Il est par conséquent hors de doute qu'il y a deux manifestations. Il nous faut maintenant rechercher pourquoi le Christ se présente au baptême, et quel est ce baptême qu’il vient solliciter : cette dernière question n'est pas moins importante que la première. Je commencerai même par vous l'exposer, comme devant nous donner ainsi la solution de celle-là. Il y avait un baptême chez les Juifs, destiné à purifier non des péchés et des souillures de la conscience, mais des souillures corporelles.

L'individu qui s'était rendu coupable d'un adultère, d'un vol, ou de tout autre crime, n'y trouvait pas l'expiation de sa faute; mais avait-il touché quelque cadavre, avait-il goûté des viandes proscrites par la loi, était-il resté quelque temps au milieu de la corruption, avait-il eu quelques rapports avec un lépreux, il se lavait, et restait souillé jusqu'au soir; puis il était purifié. Levit., XV, 5 et seq. Il n'y avait en ces choses ni péché, ni souillure véritable. Mais Dieu, par toutes ces pratiques, se proposait de rendre plus religieux les Juifs d'ailleurs si imparfaits, et de les disposer à l'observation scrupuleuse de prescriptions plus importantes.

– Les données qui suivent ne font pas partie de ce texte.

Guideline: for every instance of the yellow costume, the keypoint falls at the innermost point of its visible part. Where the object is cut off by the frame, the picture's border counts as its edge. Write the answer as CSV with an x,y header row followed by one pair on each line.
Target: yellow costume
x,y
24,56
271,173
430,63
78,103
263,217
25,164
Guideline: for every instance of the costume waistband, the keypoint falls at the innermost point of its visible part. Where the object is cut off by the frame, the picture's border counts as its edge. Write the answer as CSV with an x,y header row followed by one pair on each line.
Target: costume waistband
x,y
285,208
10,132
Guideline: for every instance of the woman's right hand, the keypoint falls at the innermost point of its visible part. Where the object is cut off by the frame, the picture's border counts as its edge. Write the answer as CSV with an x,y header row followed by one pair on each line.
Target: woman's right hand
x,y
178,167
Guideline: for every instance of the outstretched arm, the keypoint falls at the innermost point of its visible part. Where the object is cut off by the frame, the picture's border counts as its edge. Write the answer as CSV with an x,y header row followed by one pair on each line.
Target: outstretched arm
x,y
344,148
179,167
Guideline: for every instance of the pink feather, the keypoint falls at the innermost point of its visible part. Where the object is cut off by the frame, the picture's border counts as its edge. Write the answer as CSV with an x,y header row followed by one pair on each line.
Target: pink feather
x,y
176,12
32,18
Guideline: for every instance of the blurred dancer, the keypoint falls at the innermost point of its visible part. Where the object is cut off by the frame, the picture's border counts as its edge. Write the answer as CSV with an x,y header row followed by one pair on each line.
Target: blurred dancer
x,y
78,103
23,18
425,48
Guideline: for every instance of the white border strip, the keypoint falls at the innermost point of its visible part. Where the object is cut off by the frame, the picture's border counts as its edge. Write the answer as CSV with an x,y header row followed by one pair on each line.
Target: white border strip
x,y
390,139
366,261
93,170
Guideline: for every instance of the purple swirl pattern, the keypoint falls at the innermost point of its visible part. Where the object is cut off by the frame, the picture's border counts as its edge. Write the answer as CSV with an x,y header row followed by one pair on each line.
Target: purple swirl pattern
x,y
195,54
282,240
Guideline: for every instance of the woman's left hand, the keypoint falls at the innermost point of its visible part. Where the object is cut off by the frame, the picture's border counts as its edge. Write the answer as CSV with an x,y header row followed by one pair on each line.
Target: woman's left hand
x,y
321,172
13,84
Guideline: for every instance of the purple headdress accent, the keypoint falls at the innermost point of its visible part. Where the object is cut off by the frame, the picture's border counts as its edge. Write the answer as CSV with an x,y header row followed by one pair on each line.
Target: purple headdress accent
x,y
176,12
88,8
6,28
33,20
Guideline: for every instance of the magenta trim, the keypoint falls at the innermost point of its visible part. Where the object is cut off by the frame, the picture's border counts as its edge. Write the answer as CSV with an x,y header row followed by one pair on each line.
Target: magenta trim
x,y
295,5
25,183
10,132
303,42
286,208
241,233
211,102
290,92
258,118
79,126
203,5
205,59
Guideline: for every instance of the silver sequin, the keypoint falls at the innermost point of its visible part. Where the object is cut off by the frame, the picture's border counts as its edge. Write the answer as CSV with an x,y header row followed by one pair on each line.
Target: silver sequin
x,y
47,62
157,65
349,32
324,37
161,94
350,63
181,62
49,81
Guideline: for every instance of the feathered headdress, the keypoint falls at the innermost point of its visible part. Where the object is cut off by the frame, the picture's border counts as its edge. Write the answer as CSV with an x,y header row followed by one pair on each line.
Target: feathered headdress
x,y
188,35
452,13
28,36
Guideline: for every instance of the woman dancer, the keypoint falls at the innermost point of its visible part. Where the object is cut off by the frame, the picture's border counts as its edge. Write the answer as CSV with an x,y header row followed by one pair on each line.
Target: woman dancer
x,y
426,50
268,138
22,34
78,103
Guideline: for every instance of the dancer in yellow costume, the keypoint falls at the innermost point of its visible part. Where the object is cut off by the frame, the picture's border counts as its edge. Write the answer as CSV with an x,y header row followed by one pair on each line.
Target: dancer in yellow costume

2.  Si le genre de purification en usage chez les Juifs, impuissant à délivrer des péchés, n'effaçait que les souillures corporelles, il n'en est pas ainsi du genre de purifications en usage parmi nous. D'une nature beaucoup plus noble et accompagné d'une grâce abondante, il détruit le péché, il purifie l'âme, et l'enrichit des dons du Saint-Esprit. Supérieur au baptême judaïque, le baptême de Jean était cependant inférieur au baptême chrétien; il formait un pont entre ce dernier et le premier, et il conduisait en quelque sorte par la main de l'un à l'autre. Ce n'était pas de maintenir parmi les Juifs l'observance des purifications légales dont Jean se préoccupait. Détournant leur attention de ce point, il avait pour but de les conduire du vice à la vertu, et de les déterminer à placer leurs espérances de salut dans la pratique du bien, et non dans les purifications et les oblations de diverse nature. Il ne leur disait pas : « Plongez dans l'eau vos vêtements, lavez votre corps, et vous serez purs; » mais bien : « Faites de dignes fruits de pénitence. » Matth., III, 8. Voilà en quoi le baptême du Précurseur était au-dessus du baptême judaïque et au-dessous du baptême chrétien. Il ne donnait pas le Saint-Esprit, ni la rémission des péchés par la grâce. N’ayant pas assez de vertu pour remettre les péchés, il rappelait l'obligation de faire pénitence.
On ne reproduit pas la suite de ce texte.